Kaskaskia is a village in Randolph County, Illinois, United States. In the 2000 census the population was 9, making it the smallest incorporated community in the State of Illinois in terms of population. A major French colonial town of the Illinois Country, its peak population was about 7,000.
When it was a regional center, Kaskaskia was the capital of the Illinois Territory, created on February 3, 1809, and in 1818, when Illinois became the 21st U.S. state, it briefly served as the state's first capital until 1819, when Vandalia became state capital of Illinois for the following twenty years, 1819 to 1839.
Most of the town was destroyed in April 1881 by flooding, as the Mississippi River shifted eastward to a new channel, taking over the lower 10 miles of the Kaskaskia River. These were the results of deforestation of the river banks during the 19th century, for wood fuel to feed the steamboat traffic.
The river now passes east rather than west of the town. The state boundary line, however, remained in its original location. Kaskaskia, essentially an island, is one of the few portions of Illinois west of the Mississippi and can only be reached from Missouri. A bridge crosses the old riverbed, a creek or bayou that is periodically flooded.
Kaskaskia state house
The town was named after the Native American name for the Kaskaskia River. At first founded on a peninsula, the town was cut off and mostly destroyed by repeated flooding and a channel change by the Mississippi River. The site of Kaskaskia near the river was first a Native American village, inhabited by varying indigenous peoples for thousands of years.

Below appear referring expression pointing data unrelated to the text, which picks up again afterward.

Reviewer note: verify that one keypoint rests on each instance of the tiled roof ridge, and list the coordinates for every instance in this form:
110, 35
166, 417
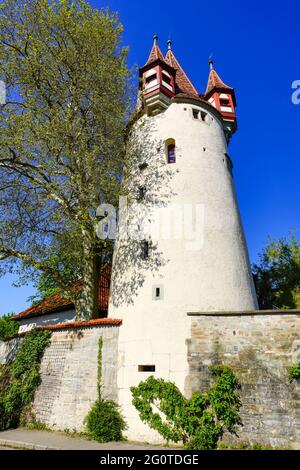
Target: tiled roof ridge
155, 54
58, 301
182, 80
79, 324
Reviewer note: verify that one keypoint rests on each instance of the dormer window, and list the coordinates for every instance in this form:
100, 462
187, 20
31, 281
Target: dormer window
224, 102
166, 79
170, 151
151, 78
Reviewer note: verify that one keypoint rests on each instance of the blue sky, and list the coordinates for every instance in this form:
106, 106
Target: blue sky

Over three centuries ago, (1686), the first family of the name DeRousse came from France to settle in Kaskaskia. Their descendants have accomplished much in behalf of the old town.

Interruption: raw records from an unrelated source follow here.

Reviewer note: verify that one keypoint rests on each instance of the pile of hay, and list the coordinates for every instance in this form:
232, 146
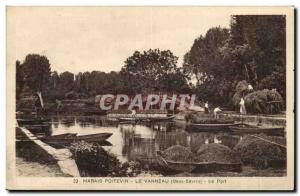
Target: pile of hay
242, 86
259, 153
216, 153
178, 153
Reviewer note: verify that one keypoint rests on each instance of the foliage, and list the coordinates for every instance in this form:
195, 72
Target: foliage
253, 49
152, 70
258, 102
93, 160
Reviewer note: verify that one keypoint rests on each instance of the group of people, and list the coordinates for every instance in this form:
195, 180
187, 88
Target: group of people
217, 109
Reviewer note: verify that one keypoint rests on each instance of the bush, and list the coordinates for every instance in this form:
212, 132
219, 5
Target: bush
216, 153
178, 153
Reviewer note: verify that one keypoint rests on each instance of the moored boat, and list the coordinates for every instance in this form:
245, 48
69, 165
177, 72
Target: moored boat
37, 121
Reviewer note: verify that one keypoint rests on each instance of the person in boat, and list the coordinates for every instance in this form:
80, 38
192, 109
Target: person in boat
242, 106
206, 107
216, 110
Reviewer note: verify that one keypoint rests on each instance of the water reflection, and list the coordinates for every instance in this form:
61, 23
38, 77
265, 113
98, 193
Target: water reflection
132, 142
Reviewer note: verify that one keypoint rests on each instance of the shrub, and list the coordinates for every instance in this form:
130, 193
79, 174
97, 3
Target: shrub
93, 160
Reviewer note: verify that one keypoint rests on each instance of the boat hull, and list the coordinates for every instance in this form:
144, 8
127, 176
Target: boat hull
257, 130
200, 167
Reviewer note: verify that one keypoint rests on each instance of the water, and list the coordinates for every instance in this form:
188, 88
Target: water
142, 141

In 1703 French Jesuit missionaries established a mission to convert the Illini Native Americans to Catholicism. The congregation built its first stone church in 1714. The French also had a trading post in the fur trade at the village.
French settlers moved in to farm and to exploit the lead mines on the Missouri side of the river. Kaskaskia became the capital of Upper Louisiana and the French built Fort de Chartres in 1718.
In the same year they imported the first enslaved Africans, shipped from Santo Domingo, to work as laborers in the lead mines.
From its beginning, Kaskaskia was a French/Indian settlement, consisting of a few French men and numerous Illinois and other American Indians.
In 1707, the population of the community was estimated at 2,200, the majority Illinois who lived somewhat apart from the Europeans. Writing of Kaskaskia about 1715, a visitor said that the village consisted of 400 Illinois men, "very good people," two Jesuit missionaries, and "about twenty French voyageurs who have settled there and married Indian women."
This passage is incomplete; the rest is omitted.